你爬上了墙头,我在下面看着你抖擞身子隔墙拍下的一幅海棠之景。你那时正是最兴奋的时刻,隔着一墙能看到竟是自己家的海棠家族。我只能低头看我的黑色皮鞋,感慨那些小池塘、草堆,变成了现在这般的景象;而我到处奔跑的操场里,也不知自家家族的叶子迎风翻身还是侧身,绽放明媚的一面了。
二
南山坡上,未开的海棠与家仙草相对——淡定沉着,共侍山林。
你来回乱跳,我站在草叶底下,像守护者一样——守护着生命的脆弱与美丽。
三
脚步声声,是马车路口的杏花迎着初春,院子里家仙草依然浓荫相连——我们每年得看着那种淡淡的红给城市染上色彩。
我忽然想到你,苗条的身子,你家的海棠,还有我的家仙草——而且,从那时候,我们每年必看的景色在一步一步走向衰亡。我其实不想写这样的话——但是,当我再次看到那个路口挂满杏花的树枝,草地上的白雪花,我还是能感到它们怀抱着的不安。它们想要的,是远离人的隐世山林,在不到万人烟的深山之间生活。可可惜的是,不好的时代要求大人们开墙、造路,这就像是对它们的绝情。

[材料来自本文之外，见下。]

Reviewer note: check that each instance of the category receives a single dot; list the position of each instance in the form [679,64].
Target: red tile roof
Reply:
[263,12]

这也像是我们的时代——越来越多的东西被放弃,生命不再完整地呼吸,于是必然不再在花期绽放,不再是草本顶部的一片愈发欣欣向荣的绿色。
我刚才跑到稜线,看了看我家的海棠,仍然只是那种所谓的“稍待片刻”,只是等待春天来压场才会全力开放。唯一的办法,是将野生者趋高,保育良种,将坡上与现代相遇的草地,牵着两手走慢些,等待。